Вопрос о религиозной природе философии можно подвергнуть рассмотрению с разных точек зрения, точнее, применить к его решению разные подходы.

Экзистенциальным можно назвать подход уже упомянутого философа русского зарубежья Ивана Ильина постольку, поскольку в основу своего труда он закладывает свое собственное переживание. Философствование, по Ильину, имеет онтологически высокое обоснование: оно есть творческая жизнь души. Ильин подчеркивает, что принятие участия в таком духовном деянии возможно лишь путем создания в своей душе необходимого уровня внутренней жизни, на котором ощущалось бы «проявление некоего высшего Предмета… И человек, обращающийся к нему, чувствует и всегда должен чувствовать себя – стоящим перед лицом Божьим» [3, с. 14]. В итоге Ильин делает вывод, что в жизни философа душа является ничем иным как орудием богопознания. Ильин очень плотно приближает друг к другу знание и веру, ибо верить можно только лишь в истинность, в то, что на самом деле так. Знать, по Ильину, означает «иметь объективно обоснованную уверенность», а верить – «значит гореть признанием истины… И если истинно религиозный человек приемлет лишь то, и верует лишь в то, что открылось ему с очевидностью, в личном, но подлинном духовном опыте, то философия по содержанию своему есть религия» [3, с. 19-20]. Ильин допускал, что философия может быть наукой, но «при условии, однако соблюдения «особого духовно-религиозного опыта и особого описательного художества». Человек, ступивший на стезю философствования, должен, отдавая полный отчет в своих силах и возможностях, выдержать возлагаемый на себя груз. Только сохранив предметную верность, исследователь может придать системный и целостный характер своим философским построениям» [4, с. 253].
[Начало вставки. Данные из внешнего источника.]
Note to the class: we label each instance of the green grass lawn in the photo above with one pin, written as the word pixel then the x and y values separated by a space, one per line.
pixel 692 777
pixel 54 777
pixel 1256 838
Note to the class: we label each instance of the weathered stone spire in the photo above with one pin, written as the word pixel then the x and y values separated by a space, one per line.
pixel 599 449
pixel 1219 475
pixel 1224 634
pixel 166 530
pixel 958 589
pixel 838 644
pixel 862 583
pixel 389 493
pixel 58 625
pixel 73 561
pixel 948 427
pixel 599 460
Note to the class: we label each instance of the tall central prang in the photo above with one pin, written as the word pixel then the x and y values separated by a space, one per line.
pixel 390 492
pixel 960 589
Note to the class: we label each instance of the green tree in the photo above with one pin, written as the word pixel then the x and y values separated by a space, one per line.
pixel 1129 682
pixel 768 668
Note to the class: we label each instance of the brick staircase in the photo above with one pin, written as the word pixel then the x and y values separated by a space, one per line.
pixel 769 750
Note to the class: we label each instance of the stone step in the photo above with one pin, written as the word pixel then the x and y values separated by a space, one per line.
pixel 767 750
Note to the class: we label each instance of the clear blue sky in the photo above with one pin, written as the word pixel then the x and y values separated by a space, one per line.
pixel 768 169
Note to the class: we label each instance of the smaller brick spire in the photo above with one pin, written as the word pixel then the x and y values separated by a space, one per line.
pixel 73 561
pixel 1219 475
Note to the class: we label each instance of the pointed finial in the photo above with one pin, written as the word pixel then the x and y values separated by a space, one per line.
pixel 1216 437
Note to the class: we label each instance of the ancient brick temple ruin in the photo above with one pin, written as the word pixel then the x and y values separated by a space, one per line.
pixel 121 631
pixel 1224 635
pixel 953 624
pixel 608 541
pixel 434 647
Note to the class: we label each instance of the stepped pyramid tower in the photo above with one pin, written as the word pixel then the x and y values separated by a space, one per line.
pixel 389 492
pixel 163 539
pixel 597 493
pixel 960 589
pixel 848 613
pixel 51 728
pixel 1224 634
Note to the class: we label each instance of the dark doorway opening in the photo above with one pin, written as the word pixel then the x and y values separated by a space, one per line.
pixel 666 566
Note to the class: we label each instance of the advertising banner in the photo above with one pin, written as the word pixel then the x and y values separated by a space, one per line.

Ильин считает, что философия помогает человеку познать все божественное: будь то Истина, красота, добро, дух человека. Она исследует сущность самого Бытия, находя и в нем чувственную первооснову; исследует и, необходимую каждому человеку, духовную жизнь и в итоге, «доносит до нас факт того, что философия исследует божественную природу во всех предметах и, наконец, восходит к познанию самого Божества» [3, с. 42].

В своем философствовании Ильин постоянно проводит параллели и устанавливает связи между такими понятиями как истина, творчество, опыт и божественность, актуализируя их в понимании философии как специфической формы религии. Он подтверждает это, пологая жизнь человека не игрой естественных сил и не беспринципной борьбой за существование, но творческим процессом, протекающим перед лицом Божиим и при участии божественных сил, живущих в человеке. Более того именно внутренний духовный опыт и есть истинный источник всей духовной культуры: «Духовный опыт делает человека духовной личностью, с неразложимым, священным центром, с индивидуальным характером, со способностью духовно творить и наполнять духом общественную жизнь. Потому что последняя основа всего этого, творческий первоисточник всей духовной культуры есть Божественное в нас, даруемое нам в откровении живым и благим Богом, воспринимаемое нами посредством любви и веры и осуществляемое нами в качестве самого главного и драгоценного в жизни» [5]. Исходя из этого можно сказать, что философия исследует все в меру его божественности и тем населяет души людей божественным содержанием.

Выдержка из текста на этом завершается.